Der OGH bejahte die Deckungspflicht der Rechtsschutzversicherung in einem Fall einer Amtshaftungs- und Schadenersatzklage eines ehemaligen Beamten gegen seinen ehemaligen Arbeitgeber.

Der Kläger ist bei der Beklagten seit 1998 rechtsschutzversichert. Der Versicherungsvertrag umfasste ursprünglich den Privatrechtsschutz ua mit Schadenersatz-Rechtsschutz, und zwar umfassend sowohl den Privat- als auch den Berufsbereich. Dem Versicherungsvertrag wurden die "Allgemeinen Bedingungen für die Rechtsschutz-Versicherung (ARB 1994)" zugrunde gelegt. 2013 wurde der Versicherungsschutz um den Baustein "Arbeits- und Sozialgerichts-Rechtsschutz" erweitert.

Der Kläger war als Beamter der Stadt I** beschäftigt  und wurde 2015 in den vorzeitigen Ruhestand versetzt. Er machte 2017 gerichtlich eine Amtshaftungs- und Schadenersatzansprüche (ua Schmerzengeld, entgangenen Gewinn seit der Frühpensionierung) gegen die Stadt I** geltend.
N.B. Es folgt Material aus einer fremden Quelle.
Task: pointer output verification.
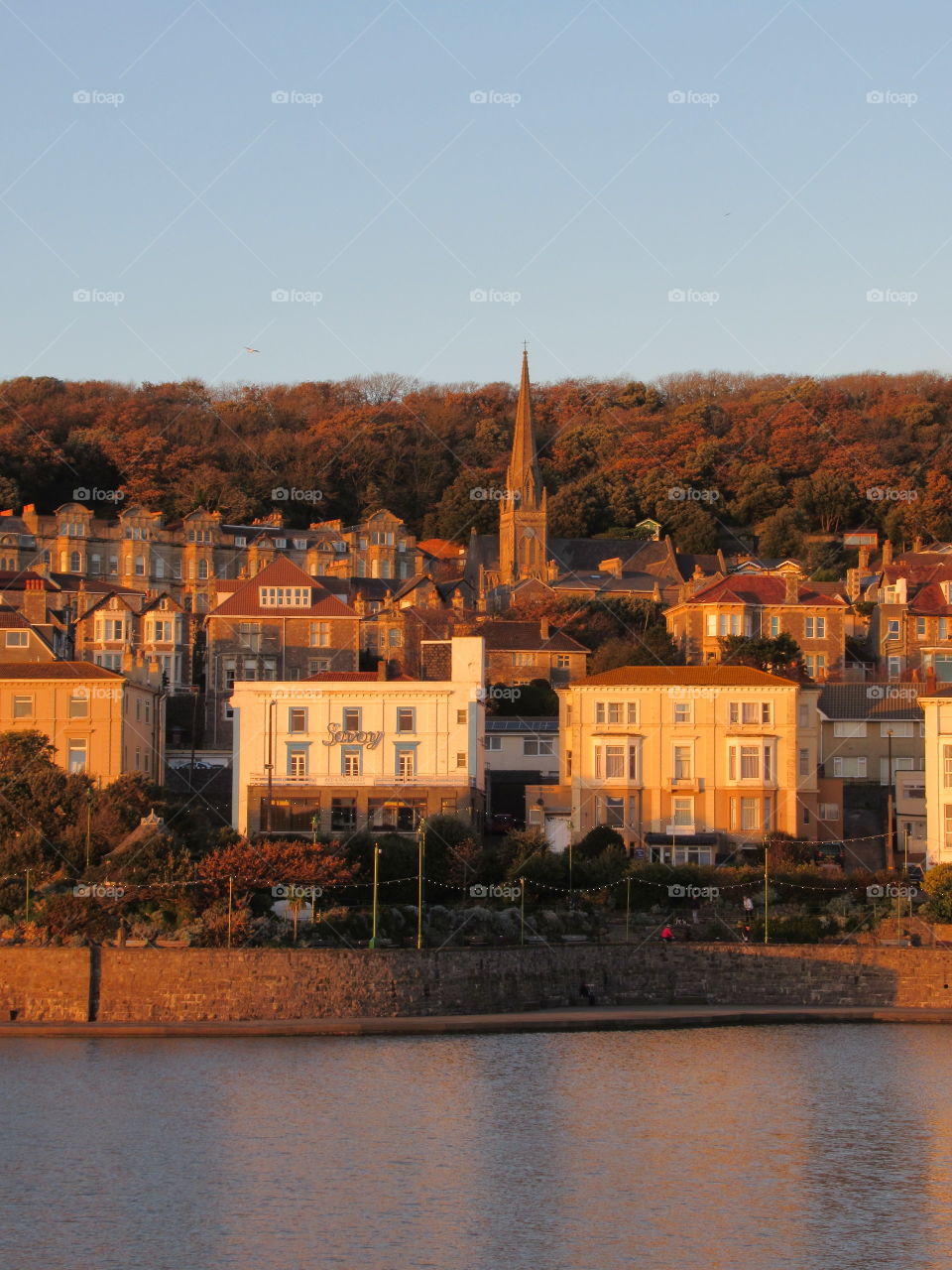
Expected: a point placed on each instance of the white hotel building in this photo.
(348, 751)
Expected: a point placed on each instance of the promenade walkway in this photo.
(571, 1019)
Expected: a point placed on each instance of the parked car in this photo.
(502, 824)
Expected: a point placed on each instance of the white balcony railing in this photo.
(384, 780)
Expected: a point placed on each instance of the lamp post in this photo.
(270, 765)
(373, 917)
(89, 822)
(890, 844)
(420, 857)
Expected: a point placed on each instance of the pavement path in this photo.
(580, 1019)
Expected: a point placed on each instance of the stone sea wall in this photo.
(189, 984)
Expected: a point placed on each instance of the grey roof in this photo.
(871, 701)
(521, 722)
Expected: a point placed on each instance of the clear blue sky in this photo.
(397, 195)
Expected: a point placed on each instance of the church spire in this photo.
(525, 474)
(524, 550)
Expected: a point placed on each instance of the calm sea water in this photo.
(753, 1147)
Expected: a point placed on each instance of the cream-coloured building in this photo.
(347, 751)
(689, 762)
(96, 720)
(937, 710)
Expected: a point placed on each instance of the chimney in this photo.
(35, 601)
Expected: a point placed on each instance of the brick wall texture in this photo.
(189, 984)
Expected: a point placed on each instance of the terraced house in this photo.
(281, 625)
(690, 762)
(765, 604)
(344, 751)
(910, 626)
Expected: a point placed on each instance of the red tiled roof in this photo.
(281, 572)
(55, 671)
(14, 579)
(12, 617)
(688, 676)
(752, 589)
(930, 602)
(440, 549)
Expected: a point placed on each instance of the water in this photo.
(807, 1147)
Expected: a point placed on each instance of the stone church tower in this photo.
(522, 517)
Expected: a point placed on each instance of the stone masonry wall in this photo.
(189, 984)
(45, 984)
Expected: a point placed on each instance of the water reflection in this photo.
(782, 1147)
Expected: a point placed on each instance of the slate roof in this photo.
(281, 572)
(521, 724)
(875, 701)
(687, 676)
(503, 636)
(55, 671)
(762, 589)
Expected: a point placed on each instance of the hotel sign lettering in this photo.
(338, 737)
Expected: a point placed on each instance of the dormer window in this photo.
(285, 597)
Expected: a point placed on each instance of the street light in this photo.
(89, 821)
(270, 765)
(420, 856)
(890, 844)
(373, 919)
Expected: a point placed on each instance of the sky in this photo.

Er führte als Bespiel zur Begründung seines Anspruches ein Ereignis aus dem Jahr 2010 an. Die hier beklagte Rechtsschutzversicherung lehnte den Deckungsschutz dafür ab.
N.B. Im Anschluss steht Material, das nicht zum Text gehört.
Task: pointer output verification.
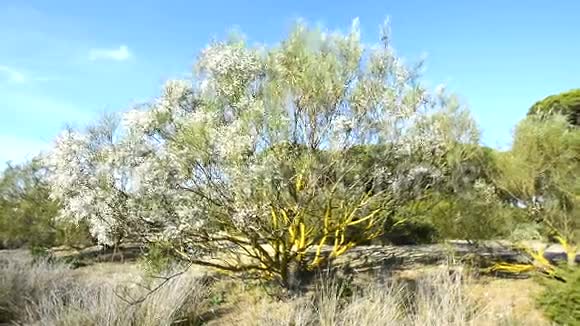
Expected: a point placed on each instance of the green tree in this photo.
(566, 103)
(540, 175)
(28, 215)
(250, 166)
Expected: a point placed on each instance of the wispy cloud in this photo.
(19, 149)
(12, 74)
(120, 54)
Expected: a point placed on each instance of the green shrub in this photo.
(561, 301)
(28, 214)
(566, 103)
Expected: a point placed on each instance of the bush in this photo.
(561, 301)
(43, 293)
(28, 214)
(566, 103)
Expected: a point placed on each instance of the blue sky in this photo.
(65, 62)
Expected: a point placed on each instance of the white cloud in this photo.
(12, 74)
(120, 54)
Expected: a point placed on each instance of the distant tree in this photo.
(566, 103)
(251, 167)
(540, 174)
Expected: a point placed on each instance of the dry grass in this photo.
(437, 299)
(44, 293)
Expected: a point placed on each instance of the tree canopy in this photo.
(255, 153)
(566, 103)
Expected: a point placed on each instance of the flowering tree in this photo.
(540, 174)
(253, 165)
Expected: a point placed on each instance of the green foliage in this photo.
(540, 174)
(158, 258)
(566, 103)
(561, 301)
(27, 214)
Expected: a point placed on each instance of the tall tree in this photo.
(248, 167)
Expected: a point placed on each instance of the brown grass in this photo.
(44, 293)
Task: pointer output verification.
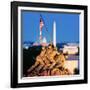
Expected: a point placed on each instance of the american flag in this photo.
(41, 23)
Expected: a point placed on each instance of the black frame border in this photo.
(14, 44)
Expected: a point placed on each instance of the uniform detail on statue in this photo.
(48, 63)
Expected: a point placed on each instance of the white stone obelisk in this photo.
(54, 33)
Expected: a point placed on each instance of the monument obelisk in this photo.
(54, 33)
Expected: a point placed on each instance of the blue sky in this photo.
(67, 26)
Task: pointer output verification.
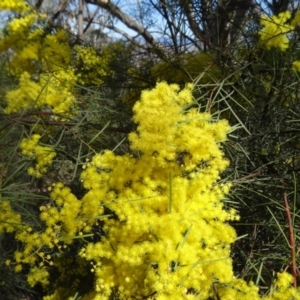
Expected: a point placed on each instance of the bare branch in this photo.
(126, 19)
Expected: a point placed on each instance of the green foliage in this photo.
(151, 217)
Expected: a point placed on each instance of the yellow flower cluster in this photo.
(9, 220)
(14, 5)
(42, 154)
(170, 234)
(45, 66)
(38, 275)
(275, 30)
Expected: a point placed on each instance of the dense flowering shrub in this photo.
(275, 32)
(152, 223)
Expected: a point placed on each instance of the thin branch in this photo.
(126, 19)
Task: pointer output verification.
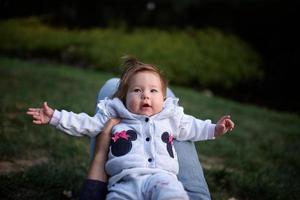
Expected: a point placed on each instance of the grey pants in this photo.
(190, 170)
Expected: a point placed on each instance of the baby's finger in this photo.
(37, 117)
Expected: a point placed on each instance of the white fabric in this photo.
(171, 119)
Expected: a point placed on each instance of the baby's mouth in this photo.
(145, 105)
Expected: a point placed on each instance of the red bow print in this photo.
(118, 135)
(171, 138)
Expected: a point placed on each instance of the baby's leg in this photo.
(164, 186)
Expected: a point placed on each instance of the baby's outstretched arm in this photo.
(41, 115)
(224, 125)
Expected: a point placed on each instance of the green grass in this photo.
(258, 160)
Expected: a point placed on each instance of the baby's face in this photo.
(145, 95)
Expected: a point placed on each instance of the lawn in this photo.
(258, 160)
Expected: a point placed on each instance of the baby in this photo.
(142, 162)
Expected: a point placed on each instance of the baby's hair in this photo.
(131, 67)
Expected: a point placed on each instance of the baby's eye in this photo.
(137, 90)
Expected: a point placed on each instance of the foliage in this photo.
(199, 58)
(258, 160)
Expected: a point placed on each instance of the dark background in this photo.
(269, 26)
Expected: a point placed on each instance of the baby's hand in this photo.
(41, 115)
(223, 126)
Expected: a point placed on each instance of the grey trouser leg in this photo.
(190, 170)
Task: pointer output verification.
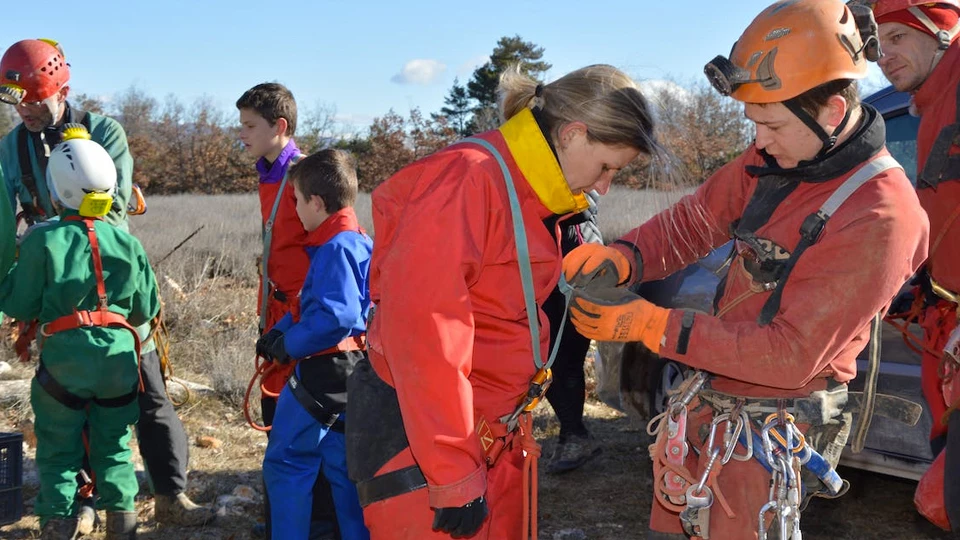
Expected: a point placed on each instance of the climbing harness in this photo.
(267, 236)
(99, 317)
(518, 426)
(264, 368)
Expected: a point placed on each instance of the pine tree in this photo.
(458, 109)
(509, 51)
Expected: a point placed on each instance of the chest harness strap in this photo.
(100, 317)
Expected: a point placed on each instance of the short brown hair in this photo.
(604, 98)
(272, 101)
(330, 174)
(814, 100)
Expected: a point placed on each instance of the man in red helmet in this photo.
(34, 78)
(921, 55)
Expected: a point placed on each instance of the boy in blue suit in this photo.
(327, 339)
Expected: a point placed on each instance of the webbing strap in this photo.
(102, 316)
(523, 260)
(267, 237)
(813, 226)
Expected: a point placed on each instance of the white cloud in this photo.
(654, 87)
(419, 72)
(468, 67)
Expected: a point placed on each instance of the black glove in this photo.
(266, 341)
(277, 351)
(461, 522)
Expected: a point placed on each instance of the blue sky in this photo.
(365, 57)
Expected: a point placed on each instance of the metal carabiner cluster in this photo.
(785, 482)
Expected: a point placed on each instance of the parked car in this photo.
(636, 380)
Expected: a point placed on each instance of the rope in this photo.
(264, 369)
(531, 453)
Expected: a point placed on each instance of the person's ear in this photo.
(317, 203)
(571, 131)
(834, 111)
(280, 128)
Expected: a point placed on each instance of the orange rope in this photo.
(263, 370)
(531, 451)
(913, 315)
(86, 490)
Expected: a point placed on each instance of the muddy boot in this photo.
(180, 510)
(87, 516)
(121, 526)
(59, 529)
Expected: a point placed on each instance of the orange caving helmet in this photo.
(32, 70)
(791, 47)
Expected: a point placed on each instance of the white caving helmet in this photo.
(81, 175)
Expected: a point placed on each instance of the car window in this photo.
(902, 142)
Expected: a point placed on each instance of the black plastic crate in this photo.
(11, 477)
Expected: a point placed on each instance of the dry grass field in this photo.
(209, 288)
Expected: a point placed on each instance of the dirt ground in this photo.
(607, 499)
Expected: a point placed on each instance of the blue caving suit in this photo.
(334, 303)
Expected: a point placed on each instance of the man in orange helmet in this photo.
(35, 78)
(826, 228)
(921, 55)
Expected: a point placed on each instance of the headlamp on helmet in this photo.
(726, 77)
(81, 175)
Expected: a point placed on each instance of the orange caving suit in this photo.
(868, 249)
(288, 261)
(936, 102)
(450, 332)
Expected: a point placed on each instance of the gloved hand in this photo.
(463, 521)
(265, 341)
(616, 314)
(597, 266)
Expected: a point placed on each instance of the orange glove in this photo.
(596, 265)
(616, 314)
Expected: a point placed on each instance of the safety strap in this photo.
(101, 316)
(351, 343)
(391, 484)
(33, 211)
(523, 261)
(521, 422)
(813, 225)
(940, 165)
(267, 241)
(313, 406)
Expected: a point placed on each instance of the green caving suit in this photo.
(53, 277)
(110, 135)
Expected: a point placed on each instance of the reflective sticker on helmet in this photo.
(776, 33)
(95, 204)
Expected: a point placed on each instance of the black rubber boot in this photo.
(121, 525)
(59, 529)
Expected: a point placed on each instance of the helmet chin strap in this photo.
(55, 107)
(828, 140)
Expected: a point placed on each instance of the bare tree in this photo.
(319, 128)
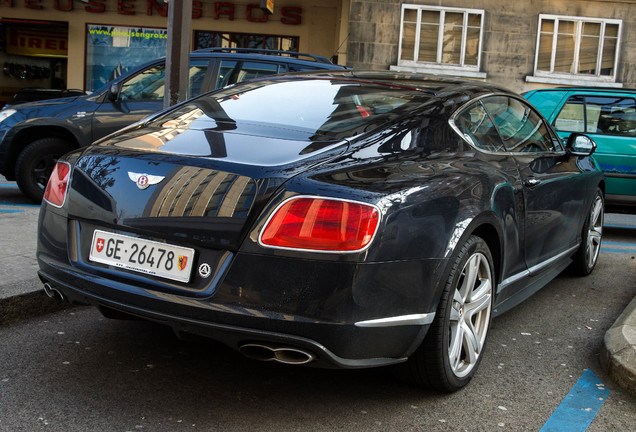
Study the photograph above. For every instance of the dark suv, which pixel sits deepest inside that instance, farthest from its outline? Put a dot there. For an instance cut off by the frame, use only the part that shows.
(34, 135)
Die Gerichte bejahten den Deckungsanspruch.

Deliktischer Schadenersatzanspruch
Die Beklagte meinte, der Anspruch des Klägers sei dem Arbeitsgerichts-Rechtsschutz zuzurechnen, der aber erstmalig in der Polizze aus 2013 enthalten sei.

Der OGH führt dazu aus:  Nach Art 20.2.2. ARB erstreckt sich der Versicherungsschutz bei öffentlich-rechtlichen Arbeitsverhältnissen auf die Wahrnehmung rechtlicher Interessen bezüglich dienst-, besoldungs- und pensionsrechtlicher Ansprüche sowie abweichend von Art 7.1.10. auch für Disziplinarverfahren. Bereits nach dem insoweit klaren Wortlaut bezieht sich hier der Rechtsschutz auf Streitigkeiten aus dem öffentlich-rechtlichen Dienstverhältnis von Beamten, die im Verwaltungsweg auszutragen sind; keinesfalls kann der Bestimmung die Übernahme von Rechtsschutz für vor den ordentlichen Gerichten geltend zu machenden Amtshaftungsansprüchen entnommen werden.

Beim Amtshaftungsanspruch handelt es sich um einen (deliktischen) Schadenersatzanspruch. Der vom Kläger geltend gemachte Amtshaftungsanspruch ist dem Schadenersatz-Rechtsschutz nach Art 19.2.1. ARB zuzuordnen.

Allmählichkeitsklausel
Die Beklagte gründet ihre Leistungsfreiheit weiters auf das Vorliegen des Risikoausschlusses nach Art 7.1.2. ARB. Nach dieser Bestimmung besteht kein Versicherungsschutz für die Wahrnehmung rechtlicher Interessen in unmittelbarem oder mittelbarem Zusammenhang mit Ereignissen, die auf allmähliche Einwirkung zurückzuführen sind.

Die Allmählichkeitsklausel ist in der Haftpflichtversicherung gebräuchlich. Dort werden Schäden an Sachen ausgeschlossen, die durch eine allmähliche Einwirkung von Temperaturen, Gasen, Flüssigkeit, Dämpfen, Feuchtigkeit oder nichtatmosphärischen Niederschlägen wie auch Russ und Staub entstehen. Von der hier gegenständlichen Klausel unterscheidet sie sich dadurch, dass sie einerseits das Ereignis (Sachschaden) und andererseits die relevanten Einwirkungen konkret nennt.

Die AGB müssen so gestaltet sein, dass der Verbraucher durch ihre Lektüre eine klare und verlässliche Auskunft über seine Rechtsposition erhält.

Der Begriff "Ereignis" erfährt keine wie immer geartete Umschreibung, sodass für durchschnittlich verständigen Versicherungsnehmer völlig offenbleibt, was darunter zu verstehen sein soll. Auch der Begriff der Einwirkungen wird in keiner Weise konkretisiert, sodass insgesamt völlig unklar ist, welche Art von Einwirkung zu welchem Ereignis führen muss, um die Voraussetzungen des Risikoausschlusses zu erfüllen. Der Versicherungsnehmer kann damit auch nicht erkennen, welche Interessen, die er mit Rechtsschutz wahrzunehmen beabsichtigt, im ursächlichen Zusammenhang mit dem nicht weiter konkretisierten auf allmähliche Einwirkung zurückzuführenden Ereignis stehen und daher vom genannten Risikoausschluss umfasst sind. Die Klausel ist insoweit intransparent gemäß § 6 Abs 3 KSchG.